Example of a configuration in the ocr-prod.yml file:
finereader:
profile:
pdfa: PDFA1bBalanced.ini
text: TextExport.ini
engine:
numberOfCores: 1
rest:
transferPolicy: stream
The example corresponds to the default settings.
Only the settings that differ from the default settings need to be specified.
-
Customizing the PDF profile
To customize the PDF format and the method, assign a value to the finereader:profile:pdfa property, whereby the value is composed of the format and method: <format><method>.ini
The following formats can be created:
Format Notation PDF PDF PDF/A1a PDFA1a PDF/A1b PDFA1b PDF/A2a PDFA2a PDF/A2u PDFA2u PDF/A3a PDFA3a PDF/A3u PDFA3u The following methods are available:
Method Description MaxQuality Produces results with the best resolution. Speed and degree of compression are secondary. MaxSpeed Produces results according to the fastest method. Quality and degree of compression are secondary. MinSize Produces results with the smallest file size. Speed and quality are secondary. Balanced Produces results with a balanced ratio of quality, speed, and degree of compression. -
Customizing the text profile
Currently, only the text profile TextExport.ini is available for creating texts.

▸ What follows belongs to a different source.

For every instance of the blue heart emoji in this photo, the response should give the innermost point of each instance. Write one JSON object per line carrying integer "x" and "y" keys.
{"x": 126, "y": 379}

Assign a value to the rest:transferPolicy property to specify how the files are transferred.
File transfer | Description |
---|---|
stream | Transfer via an HTTP stream |
fileref | Transfer via file system reference |
auto |
The transfer type is selected automatically. The IP address of the endpoint of enaio® rendition-plus is used to determine whether enaio® rendition-plus and the 'ocr' service are running on the same computer. If they are, the transfer is done via file system references; otherwise, it is done via an HTTP stream. |
The maximum number of cores ABBYY FineReader can work with depends on the license that was purchased.

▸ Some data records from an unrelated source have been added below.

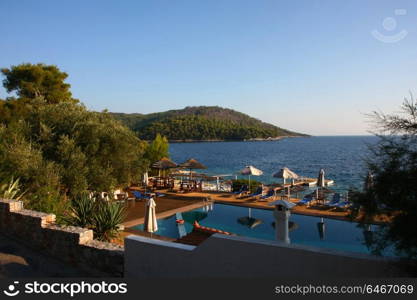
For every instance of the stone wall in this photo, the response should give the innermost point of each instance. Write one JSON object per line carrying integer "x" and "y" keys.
{"x": 73, "y": 245}
{"x": 222, "y": 256}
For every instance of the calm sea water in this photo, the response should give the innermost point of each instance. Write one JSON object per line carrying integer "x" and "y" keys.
{"x": 340, "y": 156}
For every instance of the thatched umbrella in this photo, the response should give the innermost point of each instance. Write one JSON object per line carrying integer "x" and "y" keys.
{"x": 192, "y": 164}
{"x": 369, "y": 181}
{"x": 251, "y": 170}
{"x": 285, "y": 173}
{"x": 164, "y": 164}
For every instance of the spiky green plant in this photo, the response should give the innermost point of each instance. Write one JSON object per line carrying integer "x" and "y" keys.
{"x": 103, "y": 217}
{"x": 107, "y": 219}
{"x": 11, "y": 190}
{"x": 81, "y": 212}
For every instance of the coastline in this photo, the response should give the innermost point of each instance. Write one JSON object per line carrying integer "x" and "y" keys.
{"x": 270, "y": 139}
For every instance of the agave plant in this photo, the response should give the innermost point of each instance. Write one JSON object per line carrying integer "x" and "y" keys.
{"x": 81, "y": 212}
{"x": 107, "y": 219}
{"x": 103, "y": 217}
{"x": 11, "y": 190}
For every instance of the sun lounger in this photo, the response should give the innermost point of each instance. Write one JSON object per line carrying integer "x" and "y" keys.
{"x": 139, "y": 195}
{"x": 335, "y": 201}
{"x": 306, "y": 200}
{"x": 268, "y": 196}
{"x": 257, "y": 193}
{"x": 344, "y": 204}
{"x": 243, "y": 190}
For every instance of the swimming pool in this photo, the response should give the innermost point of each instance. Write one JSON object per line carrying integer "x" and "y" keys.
{"x": 341, "y": 235}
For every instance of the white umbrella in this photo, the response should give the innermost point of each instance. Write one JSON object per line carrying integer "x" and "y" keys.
{"x": 320, "y": 182}
{"x": 251, "y": 170}
{"x": 285, "y": 173}
{"x": 150, "y": 224}
{"x": 145, "y": 178}
{"x": 369, "y": 181}
{"x": 320, "y": 179}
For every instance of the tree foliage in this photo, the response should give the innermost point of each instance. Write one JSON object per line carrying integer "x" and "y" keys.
{"x": 59, "y": 149}
{"x": 31, "y": 81}
{"x": 157, "y": 149}
{"x": 393, "y": 163}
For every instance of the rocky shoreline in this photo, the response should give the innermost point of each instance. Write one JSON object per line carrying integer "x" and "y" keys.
{"x": 236, "y": 140}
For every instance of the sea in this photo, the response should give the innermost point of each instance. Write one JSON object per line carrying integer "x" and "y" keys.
{"x": 341, "y": 157}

Entry: finereader:engine:numberOfCores: <number>
Integrating a Profile File
You can customize the profile or create your own profile file with additional settings and integrate it via the ocr-prod.yml configuration file.
Integration example:
finereader:
profile:
pdfa: 'file://d:/enaio/OCRconfig/custom_ocr.ini'
engine:
numberOfCores: 4
rest:
transferPolicy: 'auto'
Example of a profile file:
[PDFExportParams]
Scenario = PES_Balanced
PDFAComplianceMode = PCM_Pdfa_1b
[PrepareImageMode]
CorrectSkew = false
[PagePreprocessingParams]
CorrectOrientation=true
CorrectSkew=TSPV_No
CorrectGeometry=TSPV_No
[RecognizerParams]
TextLanguage = German,French,English
DetectLanguage = true
BalancedMode=true
[PageAnalysisParams]
DetectVerticalEuropeanText=true
[ObjectsExtractionParams]
DetectTextOnPictures=true
You can find information on the settings in the ABBYY FineReader documentation.

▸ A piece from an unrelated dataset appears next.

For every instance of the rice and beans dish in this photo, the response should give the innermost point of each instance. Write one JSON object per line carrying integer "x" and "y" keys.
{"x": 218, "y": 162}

Examples of settings areas:
[PDFExportParams] | Setting the parameters for exporting recognized text into PDF format. |
[PagePreprocessingParams] | Setting parameters for preprocessing pages. |
[PrepareImageMode] | Setting parameters for optimizing images prior to processing. |
[RecognizerParams] | Setting recognizer parameters such as language settings. |
[PageAnalysisParams] | Setting parameters for layout analyses |
[ObjectsExtractionParams] | Setting parameters for extracting objects |